Le président du Real Madrid, les prostituées et l'argent sale

Pour vendre le joueur français Kondogbia au Real Madrid, Doyen Sports a organisé une fête avec des prostituées pour le président du club, Florentino Perez – qui dit ne pas y être allé. Doyen versera une commission occulte de 785 000 euros lors du transfert du joueur à Monaco.

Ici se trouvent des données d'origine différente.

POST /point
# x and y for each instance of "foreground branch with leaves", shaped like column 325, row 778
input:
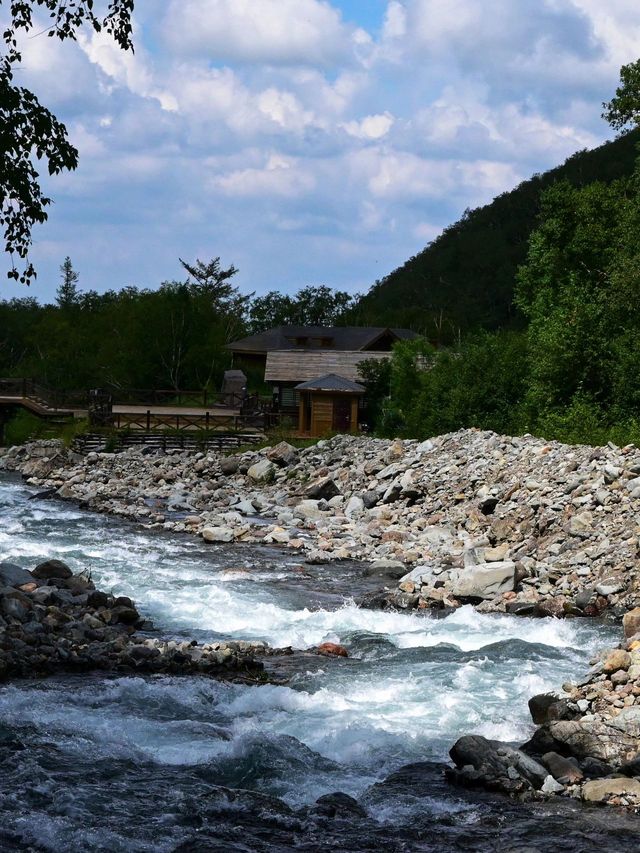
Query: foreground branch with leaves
column 29, row 132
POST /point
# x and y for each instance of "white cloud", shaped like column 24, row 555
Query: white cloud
column 237, row 123
column 370, row 127
column 280, row 176
column 289, row 32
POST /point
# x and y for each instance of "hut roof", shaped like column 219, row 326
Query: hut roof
column 300, row 366
column 321, row 337
column 331, row 382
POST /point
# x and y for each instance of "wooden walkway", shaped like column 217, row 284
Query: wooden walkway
column 136, row 410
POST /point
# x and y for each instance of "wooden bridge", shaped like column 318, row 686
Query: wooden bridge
column 137, row 410
column 42, row 401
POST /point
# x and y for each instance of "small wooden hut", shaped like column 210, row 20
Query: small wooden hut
column 329, row 404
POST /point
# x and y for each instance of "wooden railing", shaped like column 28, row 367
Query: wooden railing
column 230, row 411
column 52, row 398
column 175, row 397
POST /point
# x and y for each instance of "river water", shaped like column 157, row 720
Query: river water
column 98, row 763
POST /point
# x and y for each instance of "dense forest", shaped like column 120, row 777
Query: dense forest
column 465, row 279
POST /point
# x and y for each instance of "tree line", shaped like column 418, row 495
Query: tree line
column 571, row 369
column 170, row 337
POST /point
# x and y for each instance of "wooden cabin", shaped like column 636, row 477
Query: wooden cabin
column 330, row 403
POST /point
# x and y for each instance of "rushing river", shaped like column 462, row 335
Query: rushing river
column 146, row 763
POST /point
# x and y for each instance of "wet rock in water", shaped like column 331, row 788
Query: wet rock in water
column 631, row 622
column 496, row 765
column 52, row 569
column 218, row 534
column 332, row 650
column 389, row 568
column 485, row 581
column 283, row 454
column 262, row 470
column 322, row 489
column 545, row 707
column 551, row 509
column 338, row 805
column 564, row 770
column 229, row 465
column 70, row 627
column 603, row 790
column 12, row 575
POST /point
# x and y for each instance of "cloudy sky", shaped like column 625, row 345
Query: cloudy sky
column 310, row 141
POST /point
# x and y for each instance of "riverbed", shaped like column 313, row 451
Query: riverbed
column 162, row 764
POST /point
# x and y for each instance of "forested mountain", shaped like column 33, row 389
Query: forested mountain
column 465, row 279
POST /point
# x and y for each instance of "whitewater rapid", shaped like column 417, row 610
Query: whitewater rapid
column 413, row 683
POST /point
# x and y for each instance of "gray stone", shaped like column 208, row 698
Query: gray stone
column 218, row 534
column 494, row 759
column 12, row 575
column 601, row 790
column 229, row 465
column 370, row 498
column 283, row 454
column 322, row 489
column 355, row 505
column 390, row 568
column 309, row 509
column 261, row 471
column 52, row 569
column 245, row 507
column 550, row 786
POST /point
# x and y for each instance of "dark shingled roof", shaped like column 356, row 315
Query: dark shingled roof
column 342, row 338
column 331, row 382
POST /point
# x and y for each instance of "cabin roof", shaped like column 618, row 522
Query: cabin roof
column 331, row 382
column 318, row 337
column 302, row 365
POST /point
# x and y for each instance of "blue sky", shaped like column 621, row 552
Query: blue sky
column 310, row 141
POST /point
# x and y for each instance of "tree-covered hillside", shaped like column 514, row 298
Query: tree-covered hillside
column 465, row 279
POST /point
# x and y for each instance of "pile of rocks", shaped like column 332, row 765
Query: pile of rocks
column 510, row 524
column 587, row 745
column 54, row 621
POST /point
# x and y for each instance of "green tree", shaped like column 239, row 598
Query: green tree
column 67, row 293
column 310, row 306
column 623, row 110
column 28, row 130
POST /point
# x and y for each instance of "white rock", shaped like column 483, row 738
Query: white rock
column 218, row 534
column 485, row 580
column 355, row 505
column 262, row 470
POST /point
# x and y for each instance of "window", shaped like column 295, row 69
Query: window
column 289, row 398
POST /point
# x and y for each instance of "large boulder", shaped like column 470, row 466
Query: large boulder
column 324, row 488
column 496, row 763
column 218, row 534
column 631, row 622
column 282, row 454
column 594, row 739
column 309, row 510
column 601, row 790
column 261, row 471
column 52, row 569
column 12, row 575
column 229, row 465
column 486, row 580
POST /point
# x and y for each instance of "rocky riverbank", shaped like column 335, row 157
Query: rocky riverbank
column 509, row 524
column 587, row 745
column 512, row 525
column 54, row 621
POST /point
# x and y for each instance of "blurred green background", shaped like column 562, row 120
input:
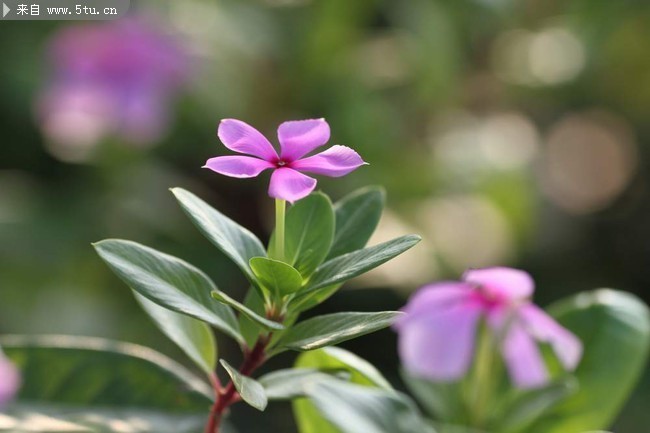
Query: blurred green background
column 505, row 132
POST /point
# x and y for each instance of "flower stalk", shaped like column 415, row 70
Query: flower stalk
column 280, row 212
column 227, row 396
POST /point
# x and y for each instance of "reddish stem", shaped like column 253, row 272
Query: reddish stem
column 253, row 359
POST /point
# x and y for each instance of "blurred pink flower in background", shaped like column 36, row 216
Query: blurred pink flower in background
column 9, row 380
column 437, row 336
column 111, row 79
column 297, row 138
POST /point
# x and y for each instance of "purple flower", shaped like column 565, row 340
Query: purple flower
column 9, row 380
column 437, row 335
column 116, row 78
column 297, row 138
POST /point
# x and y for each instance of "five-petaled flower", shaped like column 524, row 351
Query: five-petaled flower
column 297, row 139
column 438, row 333
column 9, row 380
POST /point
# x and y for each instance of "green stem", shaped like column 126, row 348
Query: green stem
column 484, row 380
column 280, row 211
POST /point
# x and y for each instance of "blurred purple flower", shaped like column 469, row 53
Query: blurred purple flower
column 438, row 333
column 111, row 78
column 297, row 138
column 9, row 380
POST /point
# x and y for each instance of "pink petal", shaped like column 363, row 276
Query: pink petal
column 238, row 166
column 439, row 346
column 433, row 298
column 543, row 327
column 9, row 380
column 525, row 364
column 335, row 162
column 502, row 283
column 243, row 138
column 290, row 185
column 299, row 137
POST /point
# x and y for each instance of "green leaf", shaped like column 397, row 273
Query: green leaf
column 263, row 321
column 334, row 358
column 309, row 233
column 357, row 216
column 332, row 329
column 358, row 262
column 444, row 401
column 169, row 282
column 235, row 241
column 279, row 278
column 195, row 338
column 26, row 417
column 518, row 414
column 292, row 383
column 250, row 390
column 95, row 372
column 354, row 409
column 361, row 372
column 250, row 329
column 615, row 330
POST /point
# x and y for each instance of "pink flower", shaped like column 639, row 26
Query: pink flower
column 297, row 138
column 9, row 380
column 437, row 335
column 117, row 78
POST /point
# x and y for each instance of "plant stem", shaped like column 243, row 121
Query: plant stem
column 227, row 396
column 280, row 208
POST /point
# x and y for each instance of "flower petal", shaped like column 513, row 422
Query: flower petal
column 237, row 166
column 440, row 346
column 335, row 162
column 9, row 380
column 543, row 327
column 432, row 298
column 243, row 138
column 502, row 283
column 525, row 364
column 290, row 185
column 299, row 137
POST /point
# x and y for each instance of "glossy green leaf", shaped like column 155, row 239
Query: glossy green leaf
column 357, row 216
column 195, row 338
column 523, row 409
column 309, row 233
column 250, row 390
column 249, row 328
column 235, row 241
column 615, row 330
column 168, row 281
column 353, row 409
column 292, row 383
column 350, row 265
column 312, row 298
column 332, row 329
column 334, row 358
column 361, row 372
column 277, row 277
column 82, row 371
column 443, row 401
column 243, row 309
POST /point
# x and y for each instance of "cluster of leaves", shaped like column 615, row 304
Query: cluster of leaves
column 324, row 247
column 86, row 384
column 615, row 329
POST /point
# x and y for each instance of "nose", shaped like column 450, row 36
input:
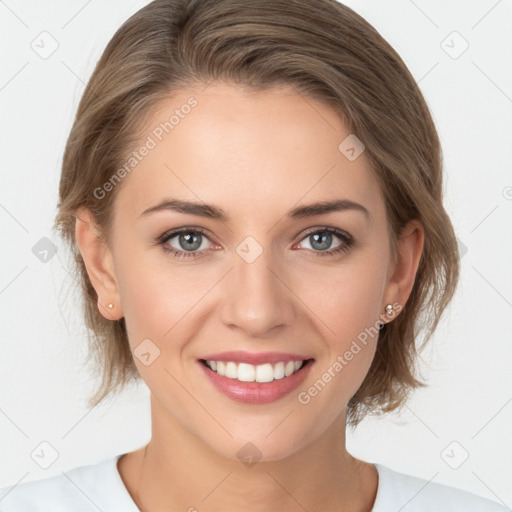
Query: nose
column 256, row 298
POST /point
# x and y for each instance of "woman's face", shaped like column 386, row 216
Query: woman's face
column 268, row 282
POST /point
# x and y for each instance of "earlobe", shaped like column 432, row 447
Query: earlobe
column 98, row 263
column 410, row 249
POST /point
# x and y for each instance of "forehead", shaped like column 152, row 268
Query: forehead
column 255, row 153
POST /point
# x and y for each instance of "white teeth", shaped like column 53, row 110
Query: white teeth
column 279, row 371
column 231, row 371
column 264, row 373
column 245, row 372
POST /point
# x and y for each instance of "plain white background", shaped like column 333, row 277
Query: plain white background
column 466, row 411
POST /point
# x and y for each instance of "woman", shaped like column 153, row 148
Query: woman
column 253, row 195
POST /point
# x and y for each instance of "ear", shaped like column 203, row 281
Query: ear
column 403, row 273
column 99, row 264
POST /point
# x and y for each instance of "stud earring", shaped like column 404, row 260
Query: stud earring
column 389, row 310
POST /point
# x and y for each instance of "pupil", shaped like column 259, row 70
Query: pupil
column 325, row 238
column 187, row 238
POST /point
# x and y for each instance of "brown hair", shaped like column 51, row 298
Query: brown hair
column 321, row 48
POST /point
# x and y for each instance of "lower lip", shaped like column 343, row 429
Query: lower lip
column 257, row 392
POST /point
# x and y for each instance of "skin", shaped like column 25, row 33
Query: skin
column 256, row 155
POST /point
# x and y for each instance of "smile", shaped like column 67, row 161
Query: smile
column 255, row 379
column 245, row 372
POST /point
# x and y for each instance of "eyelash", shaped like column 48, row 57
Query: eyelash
column 347, row 242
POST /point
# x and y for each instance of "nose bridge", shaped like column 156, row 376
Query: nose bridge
column 256, row 300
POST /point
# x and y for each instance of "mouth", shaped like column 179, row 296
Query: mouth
column 234, row 376
column 245, row 372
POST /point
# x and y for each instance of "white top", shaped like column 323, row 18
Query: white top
column 99, row 487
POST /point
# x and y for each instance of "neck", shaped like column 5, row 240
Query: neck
column 177, row 471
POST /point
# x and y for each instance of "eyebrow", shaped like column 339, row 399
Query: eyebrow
column 214, row 212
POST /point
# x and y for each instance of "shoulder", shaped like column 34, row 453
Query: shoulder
column 412, row 494
column 83, row 489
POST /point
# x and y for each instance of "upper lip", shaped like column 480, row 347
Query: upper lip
column 239, row 356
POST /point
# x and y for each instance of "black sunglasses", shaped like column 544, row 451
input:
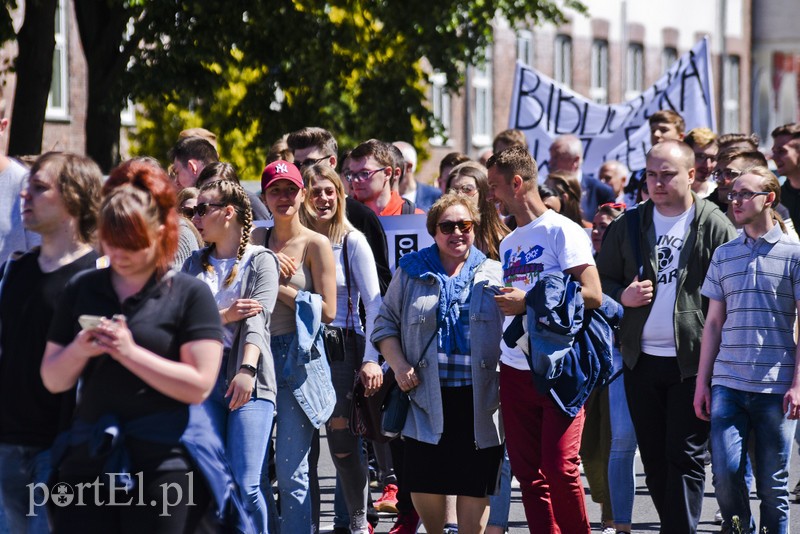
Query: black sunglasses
column 200, row 210
column 448, row 227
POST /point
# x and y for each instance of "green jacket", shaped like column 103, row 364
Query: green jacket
column 618, row 267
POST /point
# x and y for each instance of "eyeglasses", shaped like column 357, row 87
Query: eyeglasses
column 466, row 189
column 741, row 196
column 614, row 206
column 308, row 162
column 727, row 174
column 361, row 176
column 200, row 210
column 448, row 227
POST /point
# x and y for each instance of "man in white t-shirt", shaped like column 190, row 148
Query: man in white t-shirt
column 542, row 442
column 656, row 273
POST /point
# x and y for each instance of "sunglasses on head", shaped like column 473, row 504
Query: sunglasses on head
column 200, row 210
column 448, row 227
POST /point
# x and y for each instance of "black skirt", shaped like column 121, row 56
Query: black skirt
column 453, row 466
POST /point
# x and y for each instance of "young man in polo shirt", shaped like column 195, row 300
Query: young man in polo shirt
column 676, row 233
column 747, row 381
column 542, row 442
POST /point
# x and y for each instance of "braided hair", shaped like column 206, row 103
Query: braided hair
column 231, row 194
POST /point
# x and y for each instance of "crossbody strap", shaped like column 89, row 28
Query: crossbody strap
column 346, row 262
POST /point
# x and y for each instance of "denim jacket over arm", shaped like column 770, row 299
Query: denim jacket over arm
column 260, row 282
column 409, row 313
column 307, row 370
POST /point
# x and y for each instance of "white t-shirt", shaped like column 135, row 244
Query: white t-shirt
column 550, row 243
column 658, row 335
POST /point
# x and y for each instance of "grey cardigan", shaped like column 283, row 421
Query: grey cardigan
column 408, row 312
column 260, row 282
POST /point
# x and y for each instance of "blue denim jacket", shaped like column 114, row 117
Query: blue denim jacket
column 307, row 369
column 408, row 312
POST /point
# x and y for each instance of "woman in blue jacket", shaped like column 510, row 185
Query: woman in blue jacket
column 439, row 329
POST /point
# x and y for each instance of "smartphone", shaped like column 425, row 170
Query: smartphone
column 495, row 290
column 88, row 322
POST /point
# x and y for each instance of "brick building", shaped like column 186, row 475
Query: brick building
column 611, row 54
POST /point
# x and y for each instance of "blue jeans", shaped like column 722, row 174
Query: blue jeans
column 621, row 484
column 292, row 444
column 500, row 502
column 734, row 415
column 245, row 432
column 20, row 466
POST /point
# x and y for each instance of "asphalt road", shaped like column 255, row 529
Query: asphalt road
column 645, row 519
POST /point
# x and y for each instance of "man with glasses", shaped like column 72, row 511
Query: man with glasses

C’est une histoire digne d’un film de gangsters, sous les palmiers de Miami Beach. Sauf qu’il n’est pas question de trafic de drogue, mais du commerce de parts de footballeur. Interdit par la FIFA en mai 2015, ce business était la spécialité de Doyen Sports, l’un des plus gros fonds d’investissement du foot européen. Les documents Football Leaks, analysés par Mediapart et ses partenaires du consortium European Investigative Collaborations (EIC), offrent une plongée spectaculaire dans les coulisses de la vente de l’international français Geoffrey Kondogbia à Monaco. Partie fine organisée à l’attention du président du Real Madrid (qui dément y avoir participé), commissions occultes, mépris du joueur : ce transfert est un concentré des turpitudes de Doyen et d’un foot business gangréné par la fièvre de l’argent.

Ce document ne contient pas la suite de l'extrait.